Margot is a hard nut – from what we would call a troubled background, with a cold, hard family, beatings as a child and an early awareness of what a girl can use to get what she wants. Therefore Albinus is a chicken ripe for plucking, and it isn’t long before Margot is calling the shots. Albinus, unable to turn his back on her, so obsessed is he, finds the conflict between the demands of family life and his need for Margot almost unbearable. Despite his attempts to hide the affair from his wife, things come out and the couple split up. Albinus’s infatuation with Margot continues, despite her terrible demands, her capriciousness and selfishness; and events spiral out of control as humiliation, lies and disaster follow…

young nabokov

The more I read of Vladimir Nabokov’s work, the more I come to admire his prose. Fluent in several languages, he translated many of his original Russian works himself as is the case here (apparently there was an earlier translation by someone else with which he wasn’t happy). He can tell a tale wonderfully, compellingly, and draw you into the world of his characters where you watch helplessly as their lives unravel and there is no power that can stop this.

“He grew accustomed to Margot’s presence in these rooms, once so full of memories. She had only to change the position of some trifling object, and immediately it lost its soul and the memory was extinguished; it was only a matter of how long she would take to touch everything, and, as she had quick fingers, in a couple of months his past life in these twelve rooms was quite dead.

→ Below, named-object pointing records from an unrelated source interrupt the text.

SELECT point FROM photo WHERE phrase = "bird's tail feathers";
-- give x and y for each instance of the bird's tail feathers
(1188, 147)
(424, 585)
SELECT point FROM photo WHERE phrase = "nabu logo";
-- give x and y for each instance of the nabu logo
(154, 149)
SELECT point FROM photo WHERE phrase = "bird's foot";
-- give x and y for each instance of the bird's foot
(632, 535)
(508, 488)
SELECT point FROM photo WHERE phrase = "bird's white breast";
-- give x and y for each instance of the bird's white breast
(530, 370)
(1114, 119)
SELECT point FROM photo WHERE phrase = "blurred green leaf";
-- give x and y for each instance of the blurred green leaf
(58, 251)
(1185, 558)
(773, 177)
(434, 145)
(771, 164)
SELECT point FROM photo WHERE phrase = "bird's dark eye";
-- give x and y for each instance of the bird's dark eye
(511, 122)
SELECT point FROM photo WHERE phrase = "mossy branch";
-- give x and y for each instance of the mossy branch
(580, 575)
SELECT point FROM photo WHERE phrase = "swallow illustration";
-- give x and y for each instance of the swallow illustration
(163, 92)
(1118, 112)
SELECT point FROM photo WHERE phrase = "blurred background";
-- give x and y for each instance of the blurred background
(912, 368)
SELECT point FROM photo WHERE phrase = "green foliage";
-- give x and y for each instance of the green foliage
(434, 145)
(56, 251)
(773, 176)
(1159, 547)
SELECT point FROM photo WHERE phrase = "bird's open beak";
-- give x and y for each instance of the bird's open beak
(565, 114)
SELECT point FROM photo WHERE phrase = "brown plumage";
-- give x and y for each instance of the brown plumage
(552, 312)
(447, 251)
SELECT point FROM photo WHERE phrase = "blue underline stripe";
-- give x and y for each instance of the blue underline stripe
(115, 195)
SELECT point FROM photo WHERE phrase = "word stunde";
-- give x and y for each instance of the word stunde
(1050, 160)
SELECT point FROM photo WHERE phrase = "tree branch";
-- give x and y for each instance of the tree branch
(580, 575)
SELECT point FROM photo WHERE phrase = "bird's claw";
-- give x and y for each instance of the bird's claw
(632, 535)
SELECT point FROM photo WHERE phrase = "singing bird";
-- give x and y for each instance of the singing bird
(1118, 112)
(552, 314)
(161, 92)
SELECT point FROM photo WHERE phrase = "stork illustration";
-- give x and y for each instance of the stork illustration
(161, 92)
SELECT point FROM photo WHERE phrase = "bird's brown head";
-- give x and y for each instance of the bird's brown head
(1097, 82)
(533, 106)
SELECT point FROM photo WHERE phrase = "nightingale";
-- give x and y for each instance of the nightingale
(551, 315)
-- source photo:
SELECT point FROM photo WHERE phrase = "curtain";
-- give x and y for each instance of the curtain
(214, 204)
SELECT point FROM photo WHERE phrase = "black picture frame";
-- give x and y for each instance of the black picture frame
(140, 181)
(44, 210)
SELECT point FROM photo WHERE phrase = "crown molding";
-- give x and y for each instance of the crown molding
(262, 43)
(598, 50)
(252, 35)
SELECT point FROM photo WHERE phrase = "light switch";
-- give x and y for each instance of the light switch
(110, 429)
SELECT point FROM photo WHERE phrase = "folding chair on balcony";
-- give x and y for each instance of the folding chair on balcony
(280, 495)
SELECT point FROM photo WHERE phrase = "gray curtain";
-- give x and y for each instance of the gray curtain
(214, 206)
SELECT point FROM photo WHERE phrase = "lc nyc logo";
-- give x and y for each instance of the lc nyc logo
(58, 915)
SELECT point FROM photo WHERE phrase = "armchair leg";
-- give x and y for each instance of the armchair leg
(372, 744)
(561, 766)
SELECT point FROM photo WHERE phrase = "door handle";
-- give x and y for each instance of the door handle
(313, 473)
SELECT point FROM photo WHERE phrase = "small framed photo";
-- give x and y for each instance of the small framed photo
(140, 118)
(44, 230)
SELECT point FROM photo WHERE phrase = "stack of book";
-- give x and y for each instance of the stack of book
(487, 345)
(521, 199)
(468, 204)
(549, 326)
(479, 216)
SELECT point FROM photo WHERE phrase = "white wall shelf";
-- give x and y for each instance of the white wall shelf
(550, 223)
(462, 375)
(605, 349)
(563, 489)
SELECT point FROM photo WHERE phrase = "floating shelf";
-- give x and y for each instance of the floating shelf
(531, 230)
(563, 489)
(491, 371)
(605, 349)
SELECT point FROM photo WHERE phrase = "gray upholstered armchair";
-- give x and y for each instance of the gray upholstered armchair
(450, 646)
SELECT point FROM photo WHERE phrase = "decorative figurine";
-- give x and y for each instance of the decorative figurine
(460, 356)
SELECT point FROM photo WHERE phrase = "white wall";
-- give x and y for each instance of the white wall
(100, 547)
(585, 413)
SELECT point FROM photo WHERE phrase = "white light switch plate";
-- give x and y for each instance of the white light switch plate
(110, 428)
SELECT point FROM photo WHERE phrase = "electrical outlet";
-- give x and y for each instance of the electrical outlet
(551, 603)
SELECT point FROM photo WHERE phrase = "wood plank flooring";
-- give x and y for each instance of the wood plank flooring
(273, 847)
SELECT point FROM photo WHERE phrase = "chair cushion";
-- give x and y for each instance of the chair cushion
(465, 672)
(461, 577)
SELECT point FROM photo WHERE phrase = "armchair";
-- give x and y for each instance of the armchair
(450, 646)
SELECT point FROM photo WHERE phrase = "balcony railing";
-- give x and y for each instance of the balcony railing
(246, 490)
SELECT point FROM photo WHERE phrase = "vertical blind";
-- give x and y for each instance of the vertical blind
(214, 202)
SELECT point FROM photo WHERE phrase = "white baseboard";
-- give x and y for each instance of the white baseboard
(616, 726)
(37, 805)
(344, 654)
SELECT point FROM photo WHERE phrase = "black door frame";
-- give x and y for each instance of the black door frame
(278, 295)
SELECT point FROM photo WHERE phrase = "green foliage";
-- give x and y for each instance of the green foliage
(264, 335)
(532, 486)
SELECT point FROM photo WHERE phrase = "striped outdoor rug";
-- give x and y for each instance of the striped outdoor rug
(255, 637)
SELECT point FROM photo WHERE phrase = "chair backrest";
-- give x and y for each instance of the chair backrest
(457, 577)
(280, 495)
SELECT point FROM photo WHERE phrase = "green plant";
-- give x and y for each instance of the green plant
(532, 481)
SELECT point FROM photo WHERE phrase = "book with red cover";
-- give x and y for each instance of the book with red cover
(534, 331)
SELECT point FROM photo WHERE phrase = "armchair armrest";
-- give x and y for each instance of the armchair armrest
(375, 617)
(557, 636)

Beautiful as the flat was, it no longer had any connection with that flat in which he had lived with his wife.”

The character of Albinus is beautifully drawn, with his obsessions, his inability to draw back in the face of inevitable disaster and his naive hope that all will be well. Margot is a complex girl, a product of her surroundings and upbringing, cruel, capricious but yet needy and somehow sympathetic. Her early love of a man she knows as Miller will come back to stalk her in more ways than one. The shadowy figures of Elizabeth and Irma haunt Albinus, and Paul appears as a kind of avenging angel, encountering Albert or Margot again and again as the narrative continues, and trying to save them all.

Even though the characters aren’t always pleasant, you still find yourself sympathising with them and wishing they could tear themselves away from the horrors to come. And there *are* tragedies – sudden events that hit you in the gut when something undeserved happens. In many ways, what happens to Albinus and Margot is brought upon themselves, but there are innocent victims and Nabokov’s narrative is capable of sudden depth and poignance when you least expect it.

As always, Nabokov takes events and people, unpalatable on the surface, and weaves a compelling story around them; his prose is wonderful, his control of his material masterly and the lid he lifts which exposes human motivations is illuminating. Nabokov is definitely one of my favourite authors and I think I’m going to feel the need to read another of his works soon…. 🙂

( I was prompted to read this owing to another attack of hopeless memory! Browsing in the Samaritans Book Cave, I came across this book and didn’t think I had it so purchased it, and read the first few chapters over a frothy coffee in town. However, when I got home of course I already had it 😦 – really I must find a sensible way to carry lists of books around! But having started it, I was so gripped I had to carry on – so the purchase wasn’t an entire waste!)